Of course it was.  As in, there were few alternatives.  It was making my way into the closet for clothes this morning and trying to retrieve my makeup and hairbrush from a drawer in the bathroom that was tense.  I unraveled some more…

Early Morning Crossword – Calm, Cool, Collected

But today our Community Historians class begins.  No time to wonder if the CG will complete his task today.  Or tomorrow.  Not even time to worry about whether we’ll get put back together in time to host Sunday’s House Concert.  OMG!  Thank goodness for Nyel – always a bastion of calm no matter what. Perhaps I can re-ravel after all.

Putting on the… what?

Sunday, November 26th, 2017

2017 Apple Cup

Choices on television were pretty limited last night – especially for a couple of old folks who could care less about football.  But here we are, a stone’s throw from Husky stadium and Nyel a two- times graduate of the UW (BA ’65; MA ’85), so watching the Apple Cup seemed the right thing to do.  For a minute or two.  On and off.  Just to assure himself that the Dawgs were bringing home the bacon, or in this case, the applesauce.

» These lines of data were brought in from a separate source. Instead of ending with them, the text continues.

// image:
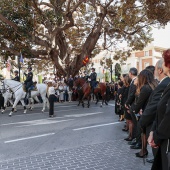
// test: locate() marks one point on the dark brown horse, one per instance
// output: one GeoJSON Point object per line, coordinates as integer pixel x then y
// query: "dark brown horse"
{"type": "Point", "coordinates": [100, 88]}
{"type": "Point", "coordinates": [84, 91]}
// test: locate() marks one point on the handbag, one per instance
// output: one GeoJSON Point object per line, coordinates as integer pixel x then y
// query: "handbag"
{"type": "Point", "coordinates": [168, 154]}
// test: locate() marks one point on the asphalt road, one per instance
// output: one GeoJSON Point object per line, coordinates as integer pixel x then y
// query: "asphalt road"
{"type": "Point", "coordinates": [78, 138]}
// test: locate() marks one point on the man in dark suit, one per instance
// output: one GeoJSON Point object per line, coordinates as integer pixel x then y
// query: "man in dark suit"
{"type": "Point", "coordinates": [131, 98]}
{"type": "Point", "coordinates": [16, 78]}
{"type": "Point", "coordinates": [149, 114]}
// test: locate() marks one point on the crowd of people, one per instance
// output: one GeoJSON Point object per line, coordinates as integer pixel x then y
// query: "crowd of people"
{"type": "Point", "coordinates": [143, 100]}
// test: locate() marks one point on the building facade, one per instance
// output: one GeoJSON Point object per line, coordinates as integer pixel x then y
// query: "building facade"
{"type": "Point", "coordinates": [138, 59]}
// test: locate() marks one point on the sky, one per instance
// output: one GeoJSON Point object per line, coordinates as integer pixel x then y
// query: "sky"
{"type": "Point", "coordinates": [162, 36]}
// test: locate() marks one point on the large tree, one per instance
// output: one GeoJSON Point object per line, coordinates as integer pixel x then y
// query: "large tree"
{"type": "Point", "coordinates": [66, 31]}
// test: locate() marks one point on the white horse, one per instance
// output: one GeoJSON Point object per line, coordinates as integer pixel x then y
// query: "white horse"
{"type": "Point", "coordinates": [9, 97]}
{"type": "Point", "coordinates": [17, 88]}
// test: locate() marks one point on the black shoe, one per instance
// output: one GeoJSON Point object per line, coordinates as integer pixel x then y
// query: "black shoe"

We spent far more of the evening watching the National Dog Show – always fun but never enough time with any of the dogs.  This year there were 2,000 dogs competing and it was a Brussels Griffon named Newton who won best of show.  Nyel was underwhelmed.  Nothing against Newton (who is called a “Chewbaca look-alike”).  It’s just that Nyel prefers large, or at least mid-sized dogs, and Newton is definitely not in either of those categories.

Newton, the Chewbaca Look-Alike

Nyel’s choices among the dogs we saw were the Golden Retriever, the Giant Schnauzer, and the Old English Sheepdog. I’m always partial to German Shepherds and Border Collies.  But, as the commentators pointed out, small dogs are the very most popular these days – a fact reflected in the judging, we’re pretty sure.

Nyel has been talking “dog” for some time now.  He has visions of sitting by the fire with pipe (though he doesn’t smoke) and slippers, a big, mellow dog at his feet, gazing at him with adoring eyes.  Great idea, as far as it goes.  “But,” says a small (probably a bit querulous voice) who is going to walk this imaginary dog?  And feed it?  And clean up after it?  And give it a bath?”  So far, no answers have been forthcoming…

Maybe it will suffice to see dog movies on TV.  Last week at Emanuel Hospital we saw “A Dog’s Purpose” and both enjoyed a huge dose of warm-and-fuzzy.  There must be lots of great dog films.  And it certainly would bring a whole new meaning to the term “putting on the dog!”